Fall 2015 - Innovation

Third Track for Shared Savings ACOs Offers More Flexible Rules

A final rule issued by the Centers for Medicare and Medicaid Services (CMS) is intended to maintain the rigor of the Medicare Shared Savings program (created by the Affordable Care Act), while ensuring providers continue to participate. Under the final rule, a third track will be added for shared savings for accountable care organizations (ACOs). Providers opting into track three will take on more financial risk but could also share in potentially higher savings. According to CMS, the upside and downside risk for the third model will be 75 percent, meaning an ACO’s bonus or penalty would be 75 percent of its savings or loss. ACOs in track three are also given a fixed population of beneficiaries to care for.

The first (and safest) track of Shared Savings ACOs originally called for providers to receive rewards for meeting cost and quality targets for three years, after which they would be responsible for both rewards and penalties. However, earlier this year, CMS finalized a proposal that allows ACOs to enter another three-year period in which they can avoid financial penalties. According to Jeffrey Spight, president of Collaborative Health Systems, a division of health insurer Universal American, allowing no risk “is a very strong message from CMS and the administration that they are committed to the long-term viability of the program.” In a separate rule later this year, CMS readjusted its methodology for benchmarking and rebasing since several pioneer ACOs have said they faced significant penalties even though they had high-quality scores and saved Medicare money. The new method will account for regional trends and future savings, rather than solely ACOs’ own recent spending.

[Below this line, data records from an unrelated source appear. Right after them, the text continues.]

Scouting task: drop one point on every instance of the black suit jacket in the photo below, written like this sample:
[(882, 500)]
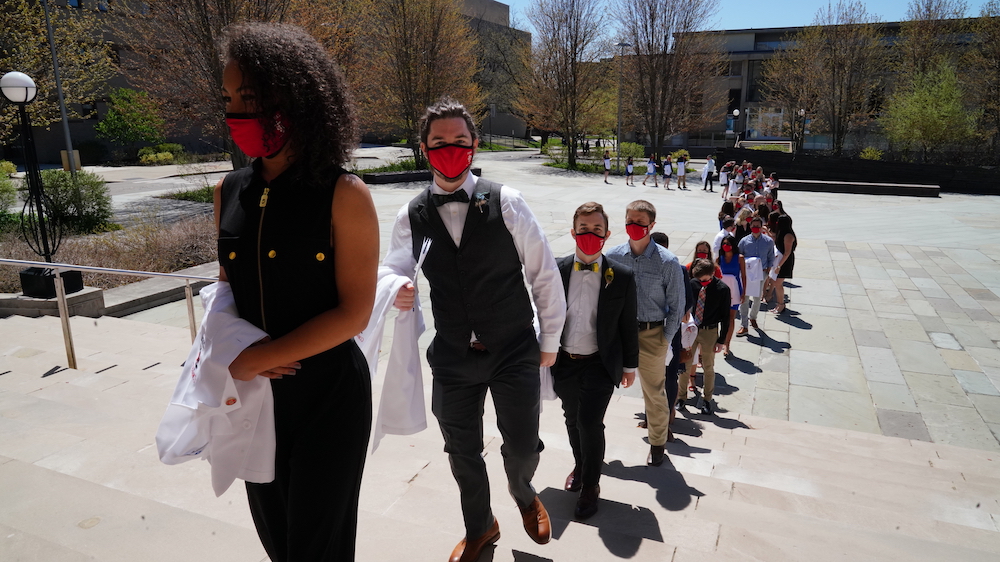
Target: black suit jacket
[(617, 320)]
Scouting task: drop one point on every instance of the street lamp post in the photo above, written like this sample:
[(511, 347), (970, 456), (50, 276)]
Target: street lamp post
[(621, 60)]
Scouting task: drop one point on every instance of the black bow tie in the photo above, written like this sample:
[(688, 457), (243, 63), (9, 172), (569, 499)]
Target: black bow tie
[(457, 196)]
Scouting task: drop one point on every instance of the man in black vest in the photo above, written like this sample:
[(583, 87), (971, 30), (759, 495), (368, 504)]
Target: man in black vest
[(481, 234), (600, 348)]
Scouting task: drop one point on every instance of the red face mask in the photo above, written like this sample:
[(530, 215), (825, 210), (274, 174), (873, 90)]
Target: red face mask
[(450, 160), (248, 134), (636, 231), (589, 243)]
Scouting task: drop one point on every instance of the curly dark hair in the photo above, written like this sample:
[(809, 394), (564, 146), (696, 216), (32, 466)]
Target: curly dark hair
[(289, 71)]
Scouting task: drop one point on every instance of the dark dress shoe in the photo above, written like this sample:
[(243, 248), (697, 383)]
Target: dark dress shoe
[(586, 506), (573, 482), (469, 551), (536, 521), (655, 457)]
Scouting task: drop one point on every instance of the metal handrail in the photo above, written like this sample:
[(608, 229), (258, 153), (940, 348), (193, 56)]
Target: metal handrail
[(61, 293)]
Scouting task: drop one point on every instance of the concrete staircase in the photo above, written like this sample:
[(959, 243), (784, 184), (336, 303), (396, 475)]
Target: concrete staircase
[(80, 478)]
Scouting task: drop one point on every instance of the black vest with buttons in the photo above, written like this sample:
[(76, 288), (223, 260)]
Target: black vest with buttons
[(276, 249), (477, 286)]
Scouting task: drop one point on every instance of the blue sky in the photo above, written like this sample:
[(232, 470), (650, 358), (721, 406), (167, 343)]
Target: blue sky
[(741, 14)]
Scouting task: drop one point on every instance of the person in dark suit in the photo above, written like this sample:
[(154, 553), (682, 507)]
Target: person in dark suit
[(600, 348)]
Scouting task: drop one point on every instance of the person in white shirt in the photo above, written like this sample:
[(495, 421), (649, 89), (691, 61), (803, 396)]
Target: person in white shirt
[(483, 235)]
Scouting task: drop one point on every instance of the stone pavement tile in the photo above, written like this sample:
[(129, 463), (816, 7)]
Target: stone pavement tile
[(830, 335), (958, 426), (944, 340), (988, 406), (771, 403), (940, 389), (904, 329), (933, 323), (864, 320), (826, 370), (889, 396), (921, 357), (880, 365), (921, 307), (976, 382), (870, 338), (907, 425), (985, 356), (971, 336), (857, 301), (832, 408)]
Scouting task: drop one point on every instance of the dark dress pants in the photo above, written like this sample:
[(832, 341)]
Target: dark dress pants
[(461, 377), (674, 369), (585, 388)]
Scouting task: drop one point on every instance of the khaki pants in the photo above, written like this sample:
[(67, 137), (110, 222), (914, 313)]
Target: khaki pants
[(707, 338), (653, 377)]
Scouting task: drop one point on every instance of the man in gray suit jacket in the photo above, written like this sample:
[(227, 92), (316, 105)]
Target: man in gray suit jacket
[(600, 348)]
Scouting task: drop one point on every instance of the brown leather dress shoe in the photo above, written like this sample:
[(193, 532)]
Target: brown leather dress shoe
[(586, 506), (536, 521), (655, 457), (469, 551), (573, 483)]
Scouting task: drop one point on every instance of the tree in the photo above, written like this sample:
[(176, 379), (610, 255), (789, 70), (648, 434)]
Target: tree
[(929, 112), (85, 62), (832, 69), (171, 50), (422, 50), (674, 61), (983, 64), (132, 117), (565, 73)]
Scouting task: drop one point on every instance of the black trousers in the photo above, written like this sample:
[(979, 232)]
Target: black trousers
[(461, 377), (584, 387), (323, 414)]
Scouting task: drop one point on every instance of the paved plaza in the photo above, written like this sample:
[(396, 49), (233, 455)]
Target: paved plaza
[(862, 424)]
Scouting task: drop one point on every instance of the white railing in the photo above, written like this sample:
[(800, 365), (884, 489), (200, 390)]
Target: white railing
[(61, 293)]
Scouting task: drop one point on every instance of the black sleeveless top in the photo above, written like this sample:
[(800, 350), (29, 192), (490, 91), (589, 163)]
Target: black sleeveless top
[(274, 244)]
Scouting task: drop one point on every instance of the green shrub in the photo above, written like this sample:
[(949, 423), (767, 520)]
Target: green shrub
[(8, 193), (871, 153), (88, 212), (635, 150), (156, 159)]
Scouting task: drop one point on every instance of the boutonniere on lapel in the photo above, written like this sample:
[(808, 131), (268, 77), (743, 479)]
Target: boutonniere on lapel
[(480, 199)]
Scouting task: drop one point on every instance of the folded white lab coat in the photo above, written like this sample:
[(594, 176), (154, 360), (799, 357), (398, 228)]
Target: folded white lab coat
[(401, 409), (214, 416), (755, 276)]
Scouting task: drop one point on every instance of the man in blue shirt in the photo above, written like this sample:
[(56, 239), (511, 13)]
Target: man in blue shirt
[(660, 292), (756, 245)]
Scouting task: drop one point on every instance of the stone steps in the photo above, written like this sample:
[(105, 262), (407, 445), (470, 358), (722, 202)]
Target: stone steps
[(733, 488)]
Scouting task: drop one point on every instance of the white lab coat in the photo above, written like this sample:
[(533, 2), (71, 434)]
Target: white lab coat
[(401, 409), (214, 416)]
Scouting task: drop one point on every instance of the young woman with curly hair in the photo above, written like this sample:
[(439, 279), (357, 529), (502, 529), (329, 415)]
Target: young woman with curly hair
[(298, 242)]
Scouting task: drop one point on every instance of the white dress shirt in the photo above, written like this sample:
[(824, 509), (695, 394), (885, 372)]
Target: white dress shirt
[(540, 270)]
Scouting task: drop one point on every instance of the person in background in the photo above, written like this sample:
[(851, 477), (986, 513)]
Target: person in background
[(757, 245), (711, 313), (487, 248), (298, 244), (600, 348), (660, 290)]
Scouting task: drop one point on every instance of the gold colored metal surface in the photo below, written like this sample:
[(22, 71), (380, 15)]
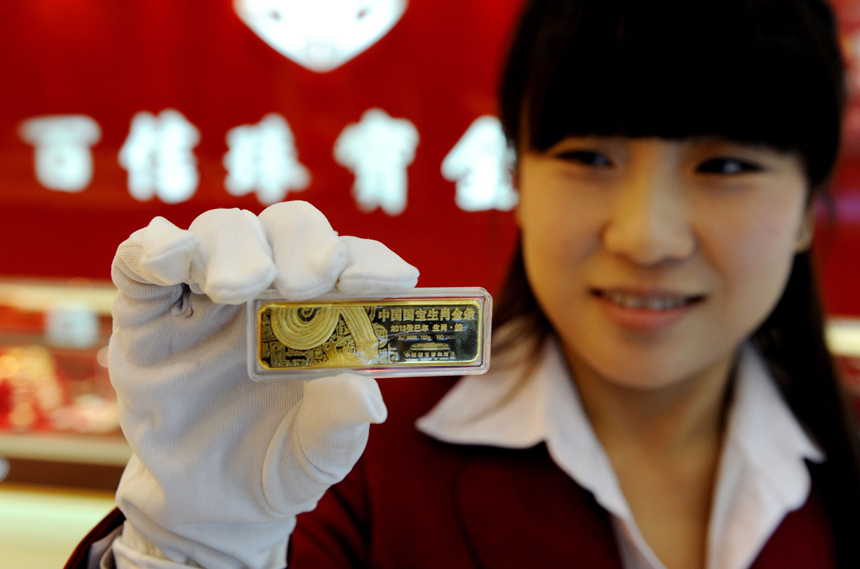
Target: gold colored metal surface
[(412, 332)]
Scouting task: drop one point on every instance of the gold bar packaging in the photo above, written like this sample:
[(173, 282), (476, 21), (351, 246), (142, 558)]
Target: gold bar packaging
[(424, 332)]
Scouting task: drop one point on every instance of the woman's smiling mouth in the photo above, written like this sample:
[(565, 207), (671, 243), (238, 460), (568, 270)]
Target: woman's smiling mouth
[(645, 310)]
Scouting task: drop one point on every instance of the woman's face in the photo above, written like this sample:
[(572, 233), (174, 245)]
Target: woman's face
[(655, 259)]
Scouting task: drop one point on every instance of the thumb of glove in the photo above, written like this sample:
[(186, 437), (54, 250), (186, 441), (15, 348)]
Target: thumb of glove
[(320, 440)]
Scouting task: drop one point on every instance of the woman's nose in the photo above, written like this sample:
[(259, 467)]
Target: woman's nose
[(649, 222)]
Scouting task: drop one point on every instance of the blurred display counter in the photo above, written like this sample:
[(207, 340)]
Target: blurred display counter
[(40, 527), (58, 417)]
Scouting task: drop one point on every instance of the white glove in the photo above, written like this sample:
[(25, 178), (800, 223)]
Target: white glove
[(222, 464)]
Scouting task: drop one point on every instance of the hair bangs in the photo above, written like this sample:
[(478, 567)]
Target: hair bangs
[(759, 72)]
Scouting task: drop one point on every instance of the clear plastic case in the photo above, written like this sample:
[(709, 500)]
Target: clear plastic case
[(426, 331)]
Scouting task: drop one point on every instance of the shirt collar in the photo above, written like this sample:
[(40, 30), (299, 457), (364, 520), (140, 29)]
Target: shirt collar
[(504, 409)]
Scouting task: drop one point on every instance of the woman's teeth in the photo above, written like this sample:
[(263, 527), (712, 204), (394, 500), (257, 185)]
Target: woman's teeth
[(646, 302)]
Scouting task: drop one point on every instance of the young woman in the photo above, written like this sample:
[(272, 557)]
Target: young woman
[(661, 395)]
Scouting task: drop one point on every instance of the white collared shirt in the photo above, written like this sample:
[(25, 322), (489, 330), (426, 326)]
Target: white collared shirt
[(762, 475)]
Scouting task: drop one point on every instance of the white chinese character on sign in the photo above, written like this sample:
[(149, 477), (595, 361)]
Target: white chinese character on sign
[(378, 150), (159, 157), (63, 159), (320, 35), (480, 164), (262, 158)]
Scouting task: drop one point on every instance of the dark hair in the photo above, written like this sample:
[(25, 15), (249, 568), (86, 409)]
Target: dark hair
[(759, 71)]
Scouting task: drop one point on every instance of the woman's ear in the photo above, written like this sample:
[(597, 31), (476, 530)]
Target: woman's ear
[(807, 229)]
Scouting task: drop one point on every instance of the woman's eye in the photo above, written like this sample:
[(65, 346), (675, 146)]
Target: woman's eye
[(727, 166), (584, 157)]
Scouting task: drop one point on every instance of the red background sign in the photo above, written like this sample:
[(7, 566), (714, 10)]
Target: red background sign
[(436, 67)]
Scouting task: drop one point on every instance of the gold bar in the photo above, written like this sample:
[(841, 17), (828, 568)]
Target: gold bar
[(370, 334)]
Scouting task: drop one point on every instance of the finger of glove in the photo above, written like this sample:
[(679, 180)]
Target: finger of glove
[(320, 440), (308, 254), (159, 254), (234, 261), (374, 269)]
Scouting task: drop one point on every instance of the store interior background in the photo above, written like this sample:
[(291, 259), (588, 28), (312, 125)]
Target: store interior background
[(381, 113)]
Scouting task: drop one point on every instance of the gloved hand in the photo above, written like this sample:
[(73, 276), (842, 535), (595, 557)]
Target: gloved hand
[(222, 464)]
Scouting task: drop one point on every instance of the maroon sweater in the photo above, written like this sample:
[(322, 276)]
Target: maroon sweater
[(415, 502)]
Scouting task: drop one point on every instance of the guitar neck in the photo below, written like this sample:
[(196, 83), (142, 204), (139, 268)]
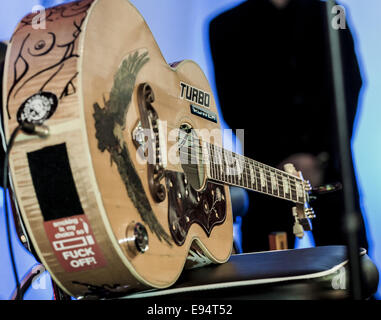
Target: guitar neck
[(236, 170)]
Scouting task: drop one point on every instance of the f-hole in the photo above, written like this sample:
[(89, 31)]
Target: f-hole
[(191, 157)]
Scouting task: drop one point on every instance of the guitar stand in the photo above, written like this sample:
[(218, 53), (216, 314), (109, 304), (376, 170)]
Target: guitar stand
[(297, 274)]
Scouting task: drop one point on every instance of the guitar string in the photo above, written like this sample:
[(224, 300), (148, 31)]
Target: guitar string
[(233, 179)]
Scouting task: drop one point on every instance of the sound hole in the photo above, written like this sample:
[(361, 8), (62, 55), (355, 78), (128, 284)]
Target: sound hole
[(191, 156)]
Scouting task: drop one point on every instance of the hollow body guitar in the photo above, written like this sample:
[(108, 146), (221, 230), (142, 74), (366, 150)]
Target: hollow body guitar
[(131, 185)]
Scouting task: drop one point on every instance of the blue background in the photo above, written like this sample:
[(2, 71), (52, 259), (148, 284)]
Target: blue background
[(181, 31)]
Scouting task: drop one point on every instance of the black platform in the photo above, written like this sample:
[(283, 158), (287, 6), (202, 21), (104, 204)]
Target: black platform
[(308, 274)]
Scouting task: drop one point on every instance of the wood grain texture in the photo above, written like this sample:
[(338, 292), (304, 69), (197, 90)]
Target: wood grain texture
[(83, 47)]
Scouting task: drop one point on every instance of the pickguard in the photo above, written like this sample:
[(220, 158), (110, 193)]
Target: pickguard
[(187, 206)]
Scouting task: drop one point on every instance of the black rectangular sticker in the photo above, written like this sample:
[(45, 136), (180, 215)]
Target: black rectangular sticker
[(53, 182)]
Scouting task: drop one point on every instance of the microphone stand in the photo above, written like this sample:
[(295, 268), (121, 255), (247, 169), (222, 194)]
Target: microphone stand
[(351, 225)]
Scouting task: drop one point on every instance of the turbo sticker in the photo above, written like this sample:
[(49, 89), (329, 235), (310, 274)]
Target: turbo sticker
[(74, 244)]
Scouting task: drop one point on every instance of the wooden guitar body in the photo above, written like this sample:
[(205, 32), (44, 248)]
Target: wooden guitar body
[(102, 220)]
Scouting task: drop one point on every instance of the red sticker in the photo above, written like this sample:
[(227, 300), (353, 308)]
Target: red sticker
[(74, 243)]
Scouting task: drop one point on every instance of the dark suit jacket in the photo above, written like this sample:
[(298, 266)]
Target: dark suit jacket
[(273, 78)]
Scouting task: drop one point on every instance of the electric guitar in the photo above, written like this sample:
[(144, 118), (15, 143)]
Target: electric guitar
[(131, 185)]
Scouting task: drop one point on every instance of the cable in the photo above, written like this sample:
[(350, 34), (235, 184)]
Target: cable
[(5, 183), (28, 128)]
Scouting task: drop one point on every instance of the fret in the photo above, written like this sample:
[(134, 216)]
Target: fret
[(280, 185), (274, 182), (262, 178), (266, 170), (294, 194), (299, 191), (212, 163), (232, 168), (252, 182), (244, 173), (286, 186), (235, 169)]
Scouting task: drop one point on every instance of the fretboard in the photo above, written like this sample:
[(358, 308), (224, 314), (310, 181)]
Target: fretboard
[(236, 170)]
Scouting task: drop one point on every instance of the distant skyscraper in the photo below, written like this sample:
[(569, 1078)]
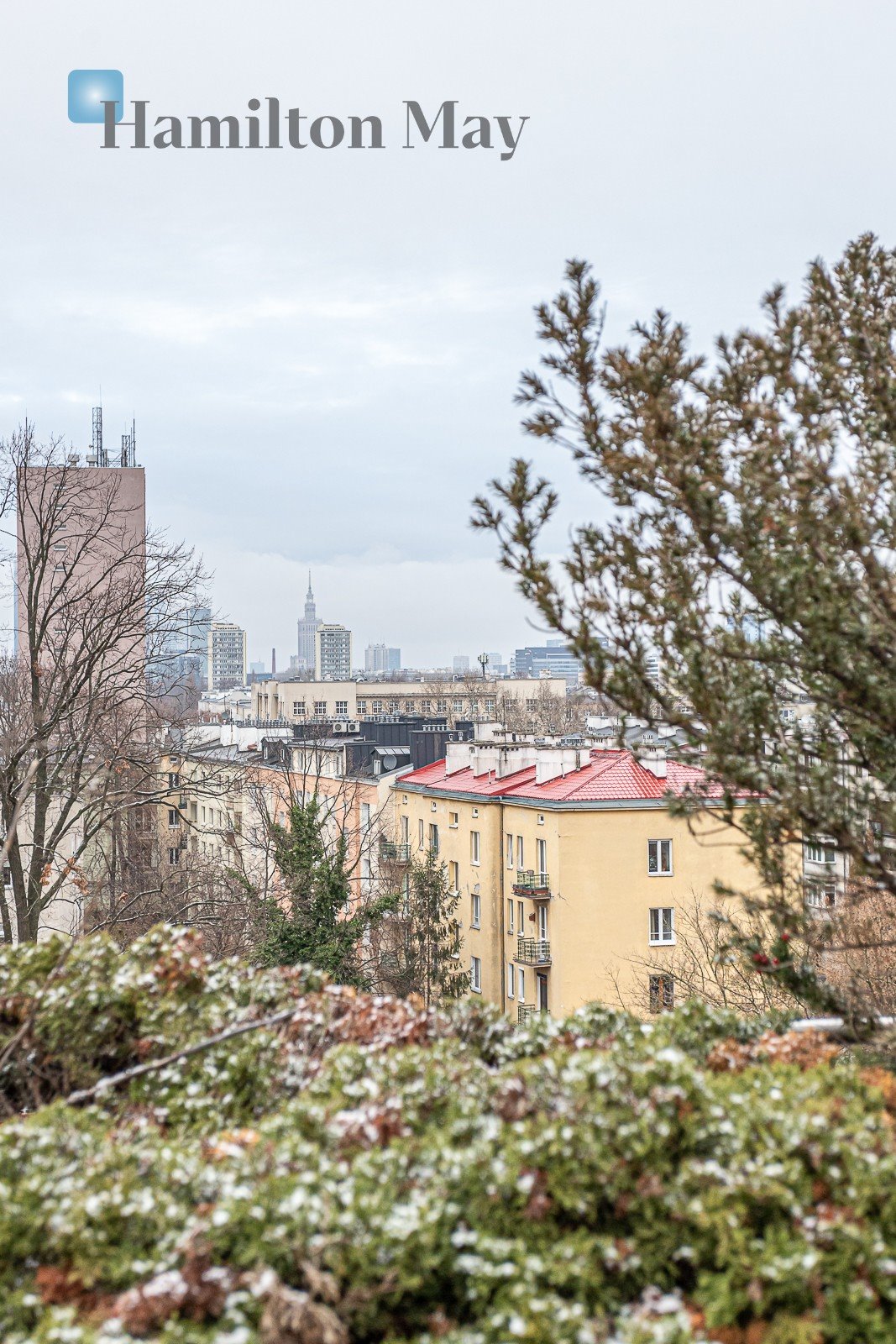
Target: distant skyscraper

Health and Human Services (HHS) Secretary Sylvia Mathews Burwell set a goal in January to tie 30 percent of all traditional Medicare payments to alternative payment models such as ACOs and bundled payments by the end of 2016. That goal increases to 50 percent by the end of 2018. An independent evaluation report released by HHS showed that the payment model created by ACOs generated more than $384 million in savings to Medicare over its first two years — an average of approximately $300 per participating beneficiary per year — while continuing to deliver high-quality patient care.